Paypal Advanced is not advertised by Paypal much at all and most people don’t know about it. But it costs just $5 per month.

Pros And Cons Of Paypal Advanced Vs Paypal Payments Pro Vs Paypal Checkout

Because a customer is taken off of your site, Paypal Checkout and Paypal Standard are not good solutions for accepting credit cards online.

As a result, your decision comes down to Paypal Pro or Paypal Advanced, both of which carry a monthly fee of $30 and $5 respectively.

But does it make sense to pay $30/month for Paypal Payments Pro when Paypal Advanced is only $5?

Here are some of the disadvantages of Paypal Advanced compared to Paypal Payments Pro.

  • You can not customize the way the credit card form looks on your site. Because the credit card fields are hosted on Paypal’s servers, you pretty much have to tailor your checkout page around their credit card form to make it look good
  • You do not have access to a virtual terminal – A virtual terminal allows you to process a credit card payment by hand which is useful when you take orders over the phone or when you have to conduct a special transaction

The biggest advantage of Paypal Advanced is the cost, the fact that you don’t have to worry about PCI compliance and the ability to process credit cards directly on your store without the customer having to leave your website.

Authorize.Net

authorize net

Authorize.net is the traditional, old school credit card gateway solution that’s been around for decades. If you try to sign up for Authorize.net, you’ll find that there are many different vendors that will quote you wildly different rates.
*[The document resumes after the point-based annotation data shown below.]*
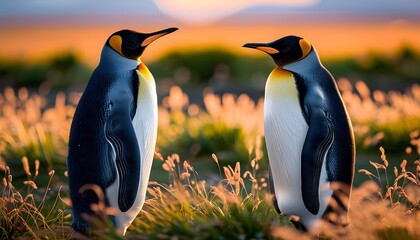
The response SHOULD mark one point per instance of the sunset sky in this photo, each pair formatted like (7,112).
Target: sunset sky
(34,29)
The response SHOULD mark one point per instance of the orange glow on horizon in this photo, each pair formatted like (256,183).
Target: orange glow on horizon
(331,40)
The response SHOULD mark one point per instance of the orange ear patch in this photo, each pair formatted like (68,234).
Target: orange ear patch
(150,39)
(115,42)
(306,47)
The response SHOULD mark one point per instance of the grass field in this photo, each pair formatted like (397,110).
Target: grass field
(209,179)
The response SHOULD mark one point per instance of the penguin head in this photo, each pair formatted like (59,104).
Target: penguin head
(131,44)
(285,50)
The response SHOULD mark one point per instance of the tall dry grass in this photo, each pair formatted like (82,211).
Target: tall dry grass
(34,127)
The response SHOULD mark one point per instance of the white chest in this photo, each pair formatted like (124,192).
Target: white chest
(285,132)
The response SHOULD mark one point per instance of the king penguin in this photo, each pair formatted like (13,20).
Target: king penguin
(113,132)
(309,136)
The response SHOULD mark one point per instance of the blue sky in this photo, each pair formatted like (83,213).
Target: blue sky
(157,7)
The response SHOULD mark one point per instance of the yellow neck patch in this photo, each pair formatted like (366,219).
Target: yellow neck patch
(144,71)
(306,47)
(279,73)
(115,42)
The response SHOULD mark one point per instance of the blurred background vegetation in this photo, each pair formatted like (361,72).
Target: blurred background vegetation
(221,69)
(211,101)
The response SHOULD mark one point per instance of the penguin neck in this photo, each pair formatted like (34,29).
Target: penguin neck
(306,65)
(111,61)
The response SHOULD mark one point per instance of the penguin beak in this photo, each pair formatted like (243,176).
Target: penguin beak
(265,47)
(155,35)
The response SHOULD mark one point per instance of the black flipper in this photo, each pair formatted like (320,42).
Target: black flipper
(120,133)
(318,140)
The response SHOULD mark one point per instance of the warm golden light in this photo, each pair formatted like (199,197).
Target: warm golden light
(193,11)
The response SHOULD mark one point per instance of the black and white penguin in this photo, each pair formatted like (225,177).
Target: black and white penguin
(113,133)
(309,136)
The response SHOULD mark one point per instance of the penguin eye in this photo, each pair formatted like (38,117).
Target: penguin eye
(285,48)
(131,44)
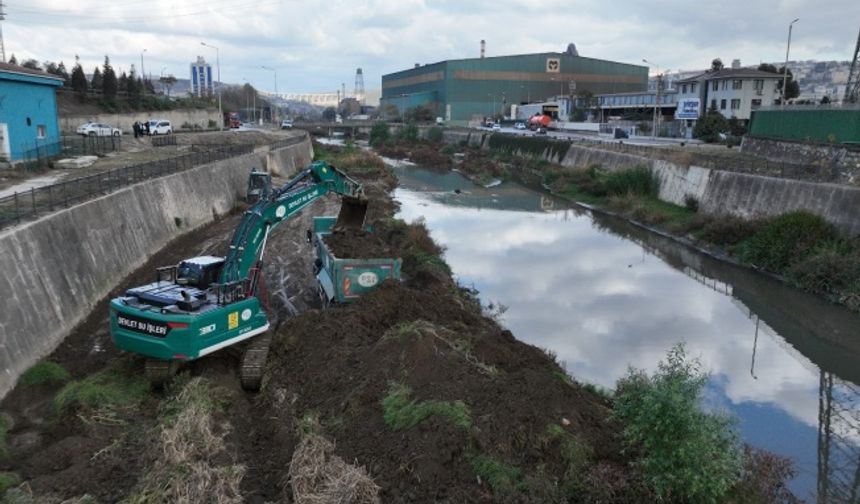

In fact, it’s like shopping for insurance.

You have to find a provider that you like and then negotiate rates down based on your volume. If you are a brand new store, you’ll likely end up paying $30/month with a rate of 2.9%.

However once you achieve some decent transaction volume, you can push your rates down dramatically to a fixed rate above interchange. This transaction rate is otherwise known as Interchange Plus.

What is Interchange Plus?

The Interchange rate is the cost that your merchant account provider gets charged by VISA and MasterCard.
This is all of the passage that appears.